O resultado de fevereiro foi 31% superior ao mesmo mês do ano passado, quando o saldo foi positivo 9.927 e ainda não havia o impacto da pandemia de covid-19 no País.

O desempenho do mês passado reforça a tendência de retomada do emprego em Curitiba, que começou em meados do ano passado, depois do forte impacto da pandemia na economia e no emprego formal em todo o País. Mesmo com o ano marcado pela desaceleração econômica, o município fechou 2020 com um saldo positivo de 2.928 vagas.

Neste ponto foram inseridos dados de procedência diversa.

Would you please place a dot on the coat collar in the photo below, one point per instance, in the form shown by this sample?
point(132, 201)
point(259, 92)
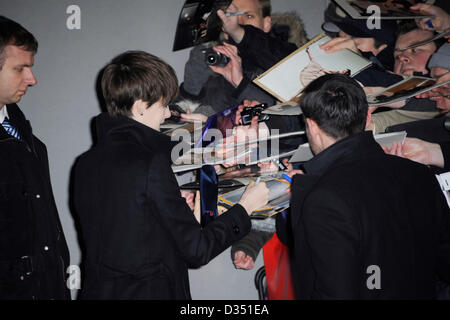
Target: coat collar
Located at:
point(18, 120)
point(343, 150)
point(118, 127)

O mercado de trabalho seguiu com bons dados no início do ano. O saldo de janeiro de 2021, divulgado em 16 de março pelo Ministério da Economia, foi de 5.624 vagas em Curitiba.

“Esses números nos alegram em um momento em que estamos enfrentando a pior fase da pandemia, em que tivemos que ampliar as restrições de funcionamento de várias atividades para conter o avanço da covid-19. Esses dados reforçam o movimento de recuperação econômica da cidade. Ainda há muito que melhorar, mas a economia curitibana tem vigor. Mesmo com o nosso foco em salvar vidas,  estamos nos esforçando para fazer a cidade voltar a crescer”, disse o prefeito Rafael Greca.

Setores

Em fevereiro de 2021, todos os setores da economia tiveram saldos positivos de vagas: agropecuária (4), comércio (1.528), indústria (528), construção (1.862) e serviços (9.139).

O levantamento mostra que as vagas foram abertas principalmente para quem tem ensino médio completo, com 25.602 novas oportunidades, fundamental completo (5.257) e superior completo (4.461).

Para o prefeito, o destaque dos números de Curitiba frente ao cenário nacional é fruto do esforço em capacitação, tanto de empresas e empregados, por meio dos Espaços do Empreendedor e dos Liceus do Ofício, combinado às medidas do plano de retomada econômica para reduzir o impacto da pandemia sobre a economia do município.

Entre as medidas de destaque estão a criação de um fundo de aval, de R$ 10 milhões, com potencial para alavancar até R$ 100 milhões em investimentos por parte das empresas curitibanas e a desburocratização e a ampliação das atividades incluídas na lei de liberdade econômica. No ano passado, esse número passou de 242 para 545 na capital. A lei prevê a dispensa de alguns alvarás para atividades de baixo risco, facilitando o processo de abertura de empresas.

As medidas de suporte ao setor produtivo continuam em 2021. Nesse mês, a Prefeitura prorrogou por 90 dias o prazo para pagamento do ISS para empresas incluídas no Simples e Microempreendedores Individuais (MEIs).